Allright then, you have every right to do so, but the likeness of me entering your site to watch videos till you change this is close to zero at the moment. I know that I'm only one user, but I know I won't be alone in this.

Good luck and please fix it soon, I'd love to have a reason to return. "

So now you know, this is a boycott, and everyone that wants to jump aboard will be welcomed.

Sunday, June 14, 2009

Linux format frees cover art

Due to the ammount of people asking for it, the Linux Format magazine has decided to release it's cover art as Wallpaper. This wallpapers are freed under a Creative Commons licence, similar to the one that protects and frees this blog contents.

This licences are copyleft type, quite similar to the GNU licence, which means that as long as some simple conditions are respected, the content is completely free. So, if you respect them, you'll receive respect and confidence in return. This is what Copyleft means (which make it's opposed to copyright)

I've already downloaded and have one of this wallpapers installed. It's the wallpaper number 4 that rotates every 16 hours (this is a feature of KDE4.x, which is default in my Kubuntu). This wallpapers where you can see great artwork, with an attention to detail that adds to form the whole picture.

I highly recomend them, so visit the page where this wallpapers are released, and remember to ask for the ones you want that are still not featured, as they will add them when asked for.

Monday, December 15, 2008

New in Linux? Coming from Windows? Please read this.

Greetings. You are coming into a new territory. But contrary to the space you used to inhabit, that didn't belong to you, this new territory has a piece of free land with your name on it.

It sounds a little too good to be true, but it is true. There are some things we must make clear, though. This piece of land, your piece of land, is inside a really big terrain of millions of free pieces of land, each one with it's owner.

That's why now that you are moving into our neighborhood, ours, of every one of us, yourselves included, I want to tell you to pay a little attention to the way we tend to act, because if you adapt you'll have a really good time here. And we will be adapting too, you are not the only ones supposed to do so. We will also learn from your habits, and if we find some we like, we'll make it our own.

This is a weird neighborhood, in it we share our tools, and build together. It's something we do freely, without obligation, and that has a lot of benefits. We also like to teach how to use the tools, though you might want to forgive us because we sometimes use a technical language, it's what suits us more. The manuals that come with the tools are sometimes written too technically, but don't worry, there are some neighbors that are able to translate things to more human languages, you'll only have to find them.

This is a really special neighborhood, where the better builders are listened to, a sort of meritocracy. As we have one mouth and two ears, we believe it's common sense to hear twice as much as we speak, because that benefits us. We just have to remember that sometimes they don't want to talk, and that they talk for people that understand them. Once more, please don't complain. Instead, search for the neighbors that are capable of lowering that information to a more human language. That's the best for us all, this way everyone has it's own.

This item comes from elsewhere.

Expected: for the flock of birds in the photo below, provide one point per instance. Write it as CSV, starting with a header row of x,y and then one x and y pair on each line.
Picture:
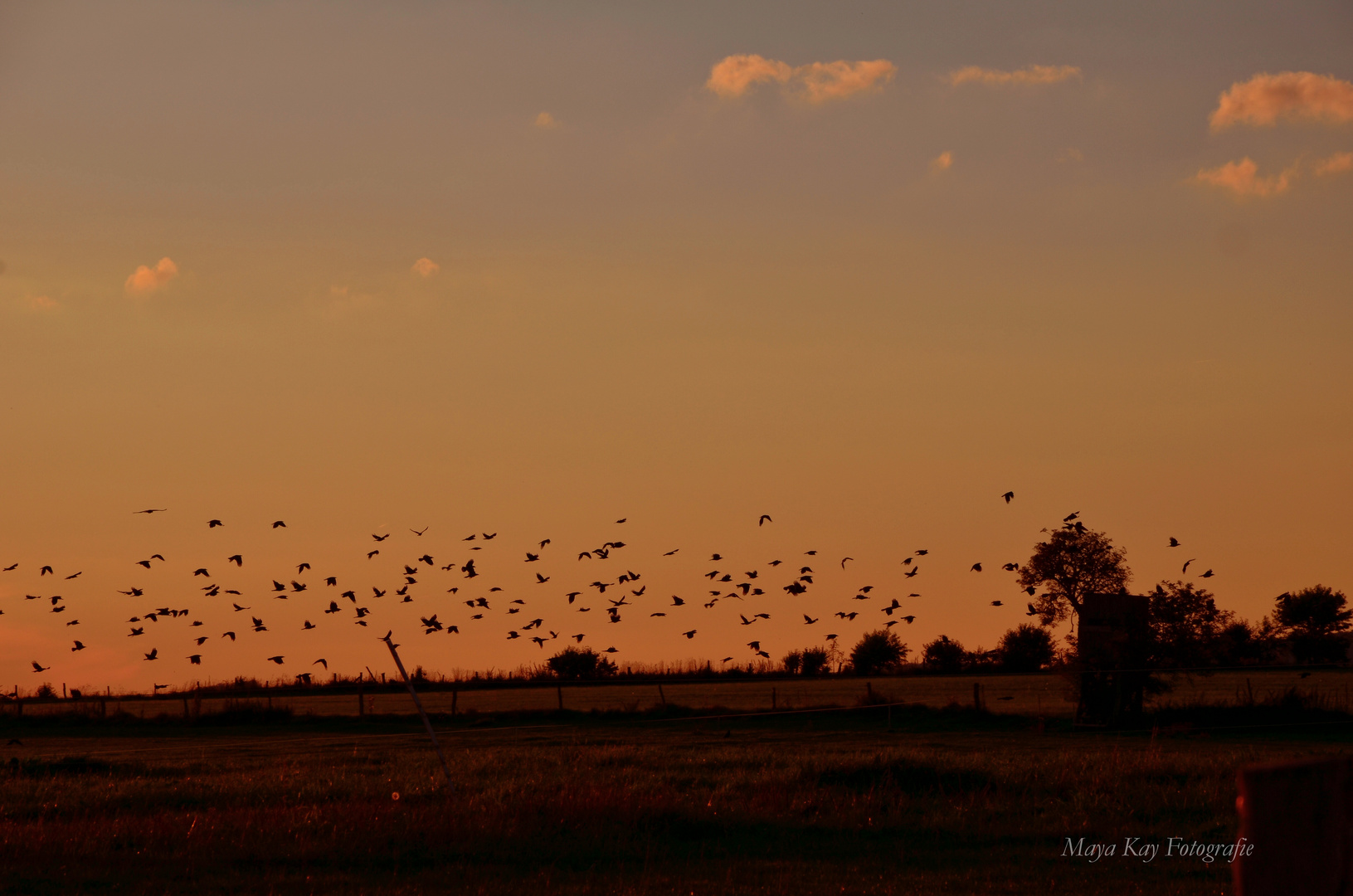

Please, don't demand. Nobody here owes something to you. Just ask nicely for help and you'll receive. We tend to consider important that you tried yourself to build the bed, even when now it seems no mattress will fit it's weird triangular shape. This is important, because by showing you tried and made an effort, you just climbed a few steps in this meritocracy ladder, and you helped establish some common ground to start talking, and talking leads to helping. And helping leads to a good bed to dream on.

Please, help us help you. Let's make this territory a place where every one of us can live in peace and liking it.